What Assay Is and Is Not

Assay compiles agent runtime signals and selected external outcomes into verifiable evidence and bounded Trust Basis claims.

It is strongest when a team needs deterministic governance over tool calls, portable evidence bundles, and reviewable trust artifacts in CI. It is not an eval runner, observability dashboard, compliance oracle, or general-purpose authorization service.

Core Boundary

Assay owns this chain:

runtime/import signal
  -> canonical evidence bundle
  -> bundle verification
  -> Trust Basis claims
  -> Trust Card / SARIF / CI projections

Policy enforcement is still a key wedge. Assay can sit between an agent and MCP tools, evaluate explicit policy, and record the decision. The broader product surface is the evidence compiler around those decisions: what happened, what was verified, what was merely visible, and what should not be claimed.

In Scope

Area What Assay Does
Protocol policy Deterministic allow/deny/approval decisions over supported MCP tool-call surfaces.
Evidence bundles Offline-verifiable evidence artifacts with canonical event envelopes and content binding.
Trust Basis Bounded claim classification from verified bundles, keyed by stable claim.id.
Trust Card Canonical JSON plus Markdown/HTML projections of the Trust Basis claim set.
External receipts Narrow compiler lanes for selected upstream seams such as Promptfoo assertion components, OpenFeature boolean EvaluationDetails, and CycloneDX ML-BOM model components.
CI projections SARIF/JUnit/Markdown outputs where appropriate, with raw canonical artifacts kept separate.
Packs Optional evidence linting and policy packs that structure findings; packs do not prove legal compliance by themselves.
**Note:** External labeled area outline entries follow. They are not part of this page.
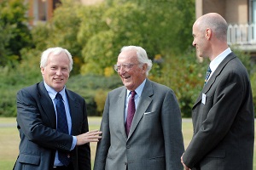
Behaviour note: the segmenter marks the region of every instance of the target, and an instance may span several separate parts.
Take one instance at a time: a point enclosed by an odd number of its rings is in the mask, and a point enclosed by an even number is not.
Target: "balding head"
[[[208,13],[201,16],[194,25],[197,25],[201,31],[211,29],[216,38],[226,42],[228,24],[226,20],[217,13]]]

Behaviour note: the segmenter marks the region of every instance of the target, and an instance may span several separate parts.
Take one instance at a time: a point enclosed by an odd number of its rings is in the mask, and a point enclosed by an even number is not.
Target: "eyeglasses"
[[[121,65],[113,65],[113,69],[114,69],[114,71],[120,71],[120,69],[121,69],[121,67],[123,68],[123,70],[125,71],[130,71],[130,69],[131,69],[131,67],[133,66],[133,65],[138,65],[139,63],[137,63],[137,64],[121,64]]]

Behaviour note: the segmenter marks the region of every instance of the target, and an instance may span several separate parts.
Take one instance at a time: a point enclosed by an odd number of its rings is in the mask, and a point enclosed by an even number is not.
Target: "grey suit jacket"
[[[72,135],[88,132],[84,99],[66,90],[72,118]],[[56,131],[54,105],[44,82],[21,89],[17,94],[17,128],[20,154],[14,169],[47,170],[53,167],[56,150],[69,151],[73,137]],[[71,151],[74,169],[90,169],[88,144]]]
[[[231,53],[192,109],[194,136],[183,155],[185,164],[201,170],[252,170],[253,116],[248,74]]]
[[[183,169],[181,113],[173,91],[147,79],[128,137],[124,120],[125,97],[125,87],[108,95],[94,169]]]

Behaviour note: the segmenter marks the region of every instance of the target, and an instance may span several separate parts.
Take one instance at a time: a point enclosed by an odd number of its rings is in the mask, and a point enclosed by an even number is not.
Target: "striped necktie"
[[[206,78],[205,78],[205,85],[207,83],[207,81],[208,81],[208,78],[211,75],[211,72],[212,72],[212,71],[211,71],[211,68],[209,66],[208,69],[207,69],[207,71]]]

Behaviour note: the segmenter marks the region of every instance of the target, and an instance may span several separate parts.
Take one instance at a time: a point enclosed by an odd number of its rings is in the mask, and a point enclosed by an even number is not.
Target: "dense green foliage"
[[[20,50],[32,47],[31,34],[25,21],[26,6],[22,0],[0,2],[0,66],[14,66],[20,60]]]
[[[73,56],[67,87],[85,99],[90,116],[100,116],[108,92],[122,86],[113,65],[125,45],[147,50],[153,60],[148,78],[172,88],[183,116],[190,116],[209,63],[199,62],[191,47],[194,0],[106,0],[96,6],[63,0],[51,20],[32,30],[23,24],[28,19],[20,2],[0,3],[0,116],[15,116],[16,92],[42,81],[41,53],[55,46]],[[254,64],[248,55],[236,54],[250,72],[256,105]]]

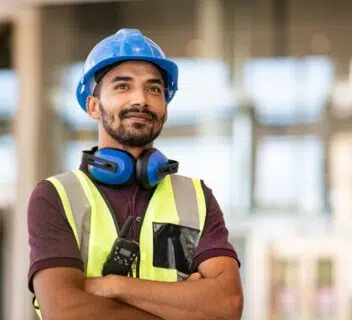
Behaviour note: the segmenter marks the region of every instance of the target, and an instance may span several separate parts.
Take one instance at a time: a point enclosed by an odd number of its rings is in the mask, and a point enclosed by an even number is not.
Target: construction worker
[[[216,199],[152,147],[177,79],[136,29],[88,55],[77,99],[98,146],[78,170],[40,182],[28,206],[39,318],[240,319],[239,262]]]

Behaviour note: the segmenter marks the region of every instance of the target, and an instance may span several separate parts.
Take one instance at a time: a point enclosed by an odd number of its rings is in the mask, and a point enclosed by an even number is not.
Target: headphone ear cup
[[[150,189],[156,186],[161,180],[158,177],[158,169],[168,164],[168,159],[157,149],[147,149],[137,159],[136,178],[140,184]]]
[[[119,186],[129,183],[134,177],[134,158],[123,150],[118,149],[99,149],[94,153],[94,160],[99,165],[99,159],[102,161],[110,161],[116,164],[116,170],[114,172],[94,166],[93,164],[88,165],[90,175],[100,183]]]

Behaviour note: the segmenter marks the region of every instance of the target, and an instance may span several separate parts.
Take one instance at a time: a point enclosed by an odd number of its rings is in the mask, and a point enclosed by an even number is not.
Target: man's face
[[[101,125],[121,145],[144,147],[166,120],[164,82],[159,70],[144,61],[123,62],[100,80]]]

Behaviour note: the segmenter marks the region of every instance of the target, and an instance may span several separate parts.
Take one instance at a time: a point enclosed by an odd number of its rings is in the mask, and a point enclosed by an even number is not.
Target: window
[[[255,206],[264,210],[323,209],[323,147],[319,138],[266,137],[259,144]]]
[[[333,82],[333,65],[324,56],[250,60],[245,88],[263,124],[319,121]]]
[[[203,179],[212,189],[224,214],[231,201],[231,138],[160,138],[155,147],[179,161],[179,173]]]

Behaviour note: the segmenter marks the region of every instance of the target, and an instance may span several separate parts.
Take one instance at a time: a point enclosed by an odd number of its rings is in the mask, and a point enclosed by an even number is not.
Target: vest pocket
[[[190,274],[200,230],[153,222],[153,266]]]

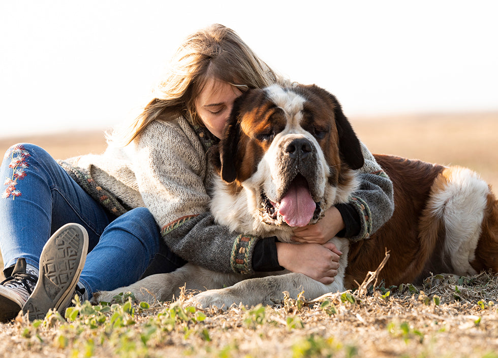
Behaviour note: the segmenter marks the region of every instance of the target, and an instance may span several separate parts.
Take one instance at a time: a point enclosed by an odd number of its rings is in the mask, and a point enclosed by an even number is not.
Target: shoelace
[[[27,300],[33,292],[38,278],[34,275],[23,272],[17,272],[7,277],[0,285],[12,289],[20,295],[25,296]]]

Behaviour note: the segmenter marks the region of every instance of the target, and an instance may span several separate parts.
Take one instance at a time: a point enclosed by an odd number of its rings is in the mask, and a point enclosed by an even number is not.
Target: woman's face
[[[207,81],[196,101],[197,114],[209,131],[221,138],[233,102],[242,92],[235,86],[215,79]]]

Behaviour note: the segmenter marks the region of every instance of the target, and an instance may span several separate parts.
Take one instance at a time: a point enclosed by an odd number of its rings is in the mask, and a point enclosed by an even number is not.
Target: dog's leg
[[[477,273],[471,263],[476,258],[489,193],[487,184],[466,168],[450,167],[434,181],[428,207],[444,225],[451,273]]]
[[[248,306],[259,303],[272,305],[284,298],[284,291],[293,298],[304,291],[305,298],[311,300],[329,292],[343,291],[349,246],[345,239],[334,239],[333,242],[343,255],[339,260],[338,273],[330,284],[324,284],[301,273],[268,276],[244,280],[225,289],[201,292],[192,298],[193,303],[202,308],[216,306],[219,308],[228,308],[240,303]]]
[[[240,280],[240,275],[213,272],[207,269],[186,264],[173,272],[148,276],[126,287],[112,291],[94,293],[91,302],[112,302],[113,297],[121,293],[131,292],[137,301],[152,304],[178,297],[183,286],[187,290],[204,291],[231,285]]]

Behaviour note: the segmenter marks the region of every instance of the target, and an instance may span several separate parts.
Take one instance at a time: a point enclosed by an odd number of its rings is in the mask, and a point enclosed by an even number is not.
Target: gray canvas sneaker
[[[26,269],[26,260],[18,259],[11,275],[0,283],[0,322],[8,322],[16,317],[38,279],[37,272]]]
[[[74,298],[88,247],[88,233],[78,224],[67,224],[50,237],[40,257],[38,281],[22,307],[29,320],[43,319],[51,308],[64,314]]]

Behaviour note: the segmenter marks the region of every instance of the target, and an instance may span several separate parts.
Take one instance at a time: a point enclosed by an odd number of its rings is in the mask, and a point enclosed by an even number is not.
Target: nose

The machine-readable receipt family surface is tracked in the receipt family matrix.

Out of Scope

Area Why It Is Not Assay
Eval running Promptfoo, DeepEval, Braintrust, LangSmith, Langfuse, Phoenix, and similar tools should run or manage evaluations. Assay imports selected outcomes as bounded receipts when useful.
Observability dashboard Assay can export or bridge evidence, but it does not replace tracing, metrics, prompt management, or production monitoring platforms.
Trust score Trust Basis claims use explicit evidence levels. Assay does not collapse trust into a single score, badge, or "safe/unsafe" label.
Compliance certification Assay can produce evidence and pack findings. It does not certify EU AI Act, SOC 2, or other legal compliance.
Full BOM viewer CycloneDX ML-BOM receipts preserve selected inventory boundaries. Assay does not import full BOM graphs, vulnerabilities, licenses, or model-card truth.
Semantic safety classifier Toxicity, jailbreak, hallucination, bias, and content-safety checks require probabilistic or model-based systems. Assay should complement them, not impersonate them.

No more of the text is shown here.